9 Responses leave one →
  1. September 30, 2010

    Another wonderful entry about Dennis Severs’ House. When I finally visit, it is going to take me forever to go through each room because I will want to search for each little detail and nuance. And now I had better add Madge to the list of “must sees.”

  2. Derek Brown permalink
    September 30, 2010

    Before Denis came to Folgate St he lived in a carriage house in a South Kensington mews. When he was evicted by developers he said that he and the horse were given emergency accommodation at the Royal Mews – the Queen having heard of his plight. He told me it was here that he aquired his first cat, called Madge. The cat I remember at 18 Folgate St in the early ’80’s did a fine impersonation of Superman in flight – aided by Denis naturally.

  3. the gentle author permalink*
    September 30, 2010

    Thanks Derek, This may explain the origin of the name Madge.

  4. October 1, 2010

    I shall say “hello Madge” next time I visit…she still makes visitors jump, but is really quite friendly given the number of people that tramp through her home

  5. November 17, 2010

    I can hear Dennis speaking to me now, in that imperious voice, “You do understand that it’s not commonplace Madge? That it’s short for Majesty?” The first Whitechapel was born in the garden at Buckingham Palace, and in the summer of 1980 she had three kittens: Hackney, Stepney, and Bethnal Green. Tap may not have been her favorite, but she was actually quite a good waltzer, and Dennis insisted that she was purring during their turns about the room.

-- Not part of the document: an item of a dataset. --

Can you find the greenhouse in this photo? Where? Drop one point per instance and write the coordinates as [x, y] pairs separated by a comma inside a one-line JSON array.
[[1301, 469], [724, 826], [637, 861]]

    Dennis had wonderful neighbors at his South Kensington mews, sisters Jane and Cynthia Seabrook. These lovely ladies are in their 80s now, and they reside in Notting Hill. They have wonderful stories about Dennis. I suggest you interview them next.

  6. February 24, 2012

    I’m glad I’m not the only one to have jumped out of my skin in the candlelit corridor just outside the Victorian room, when Madge’s apparently disembodied eyes swam into view. It wasn’t long before I heard a “Miaaaooow” and Mick sighed and said, “She wants her dinner”.

  7. Rita permalink
    February 12, 2018

    Thank you for this eloquent, interesting article.

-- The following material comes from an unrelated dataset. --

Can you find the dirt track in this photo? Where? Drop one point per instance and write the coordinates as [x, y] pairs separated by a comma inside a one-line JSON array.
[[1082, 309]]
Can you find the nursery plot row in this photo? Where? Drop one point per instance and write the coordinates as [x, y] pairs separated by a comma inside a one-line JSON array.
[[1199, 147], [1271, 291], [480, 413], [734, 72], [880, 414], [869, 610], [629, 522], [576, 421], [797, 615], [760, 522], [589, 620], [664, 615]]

    I have visited Dennis Sever’s house and found it captivating. It left a lasting impression, sadly I didn’t manage to visit when he was alive although it was my intention. I wish I’d had the privilege to have met him.

  8. Peter permalink
    February 21, 2019

    Thank you so much from writing about Dennis Severs – I knew of the house and always meant to visit, I came across a short documentary called Ours To Keep, filmed in 1985, and Dennis makes several appearances – hanging the canary cage outside the house, hosting a smoking party complete with a liveryman arriving with a bowl of punch – I’m glad I found out who Dennis was before visiting, I think I’ll appreciate it more knowing about his passion for the house.

  9. Jill permalink
    March 4, 2020

    I will be visiting (again) in a week, I look forward to it very much! Thank you for this article.